The American Civil Liberties Union, the ACLU of North Carolina Legal Foundation, Planned Parenthood Health Systems, Planned Parenthood of Central North Carolina, and the Center for Reproductive Rights filed a lawsuit Thursday claiming the law approved over Governor Beverly Perdue's veto in July is unconstitutional.
The law prohibits an abortion unless a woman is provided with state-specified information about the physician at least 24 hours in advance. Women also would get information about the likely stage of development of the unborn child, the medical risks of having an abortion and giving birth, and the availability of abortion alternatives.

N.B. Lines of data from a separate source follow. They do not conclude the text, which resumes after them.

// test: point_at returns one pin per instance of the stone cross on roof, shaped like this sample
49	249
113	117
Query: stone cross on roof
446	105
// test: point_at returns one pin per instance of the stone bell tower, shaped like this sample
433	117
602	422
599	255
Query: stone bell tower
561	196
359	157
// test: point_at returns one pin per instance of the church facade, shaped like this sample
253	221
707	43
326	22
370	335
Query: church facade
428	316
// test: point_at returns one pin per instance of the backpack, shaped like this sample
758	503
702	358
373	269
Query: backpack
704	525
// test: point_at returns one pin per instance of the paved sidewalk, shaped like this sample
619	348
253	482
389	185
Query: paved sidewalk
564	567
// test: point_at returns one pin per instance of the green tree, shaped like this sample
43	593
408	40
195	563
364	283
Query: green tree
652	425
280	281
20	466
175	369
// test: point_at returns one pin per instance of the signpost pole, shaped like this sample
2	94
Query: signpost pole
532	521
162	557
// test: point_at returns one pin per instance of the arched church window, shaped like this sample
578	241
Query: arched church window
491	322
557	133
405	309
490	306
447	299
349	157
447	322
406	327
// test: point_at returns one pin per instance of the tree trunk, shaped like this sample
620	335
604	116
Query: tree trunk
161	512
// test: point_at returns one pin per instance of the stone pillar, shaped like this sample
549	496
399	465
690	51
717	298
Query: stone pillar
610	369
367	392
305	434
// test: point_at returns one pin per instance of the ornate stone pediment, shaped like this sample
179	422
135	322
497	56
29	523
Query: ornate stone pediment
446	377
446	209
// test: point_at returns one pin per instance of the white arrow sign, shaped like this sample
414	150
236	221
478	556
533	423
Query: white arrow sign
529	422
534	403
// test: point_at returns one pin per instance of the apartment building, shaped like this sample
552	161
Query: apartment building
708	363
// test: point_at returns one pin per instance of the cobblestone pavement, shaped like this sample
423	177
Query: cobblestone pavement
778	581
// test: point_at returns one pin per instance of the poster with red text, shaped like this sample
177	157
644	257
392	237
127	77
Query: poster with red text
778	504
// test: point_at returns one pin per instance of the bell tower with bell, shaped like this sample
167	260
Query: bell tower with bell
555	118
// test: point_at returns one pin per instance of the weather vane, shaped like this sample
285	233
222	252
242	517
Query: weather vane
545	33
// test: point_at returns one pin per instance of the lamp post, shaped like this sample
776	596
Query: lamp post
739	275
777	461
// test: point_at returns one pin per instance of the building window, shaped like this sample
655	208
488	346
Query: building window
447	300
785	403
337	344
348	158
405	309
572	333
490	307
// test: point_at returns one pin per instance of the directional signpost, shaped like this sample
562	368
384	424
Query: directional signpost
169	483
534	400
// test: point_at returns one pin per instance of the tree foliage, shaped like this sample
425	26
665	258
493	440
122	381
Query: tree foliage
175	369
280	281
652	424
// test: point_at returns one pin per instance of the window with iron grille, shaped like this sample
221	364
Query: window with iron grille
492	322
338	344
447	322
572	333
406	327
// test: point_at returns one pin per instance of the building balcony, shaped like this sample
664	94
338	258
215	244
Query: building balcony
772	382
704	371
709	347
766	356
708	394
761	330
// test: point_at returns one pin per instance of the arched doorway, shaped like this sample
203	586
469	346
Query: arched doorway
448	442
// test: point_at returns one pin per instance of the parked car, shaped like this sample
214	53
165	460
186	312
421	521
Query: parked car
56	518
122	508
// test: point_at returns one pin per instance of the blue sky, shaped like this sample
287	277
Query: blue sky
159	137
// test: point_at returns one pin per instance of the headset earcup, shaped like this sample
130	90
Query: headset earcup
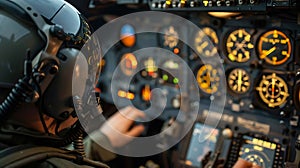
70	81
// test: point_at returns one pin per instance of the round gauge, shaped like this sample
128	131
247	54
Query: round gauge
208	79
239	81
274	47
239	46
170	38
150	69
273	90
206	41
128	64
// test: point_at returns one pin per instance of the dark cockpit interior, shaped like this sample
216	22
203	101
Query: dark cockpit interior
224	72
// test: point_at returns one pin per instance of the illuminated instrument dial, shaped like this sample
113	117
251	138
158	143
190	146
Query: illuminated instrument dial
208	79
206	42
170	37
273	90
239	46
239	81
169	72
259	152
274	47
150	69
128	64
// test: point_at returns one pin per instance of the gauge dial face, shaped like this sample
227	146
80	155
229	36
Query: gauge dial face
206	41
273	90
259	152
208	79
170	38
150	69
274	47
239	81
239	46
128	64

The ACLU said Thursday the law requires abortion providers to force women to undergo an ultrasound and forces doctors to describe the embryo or fetus to the women in detail prior to having an abortion, even if the woman objects.
Before the law was passed, North Carolina had been one of 16 states that don't require specialized counseling before an abortion. Half of all states require counseling, then a waiting period.
The Associated Press has reported the restrictions would cut the more than 27,000 abortions performed in NC each year and result in about 2,900 additional births per year.
It also reported a reduction in abortions will cost taxpayers about $7 million a year, mostly because nearly half of the births would be funded entirely or in part by Medicaid, the health program for the poor.
Republicans who supported the law in the General Assembly said the measure is designed to give women more information about what happens in an abortion and who is providing it. Social conservatives praised the bill, which also requires a woman consider an offer to see the shape of the fetus and hear a heartbeat.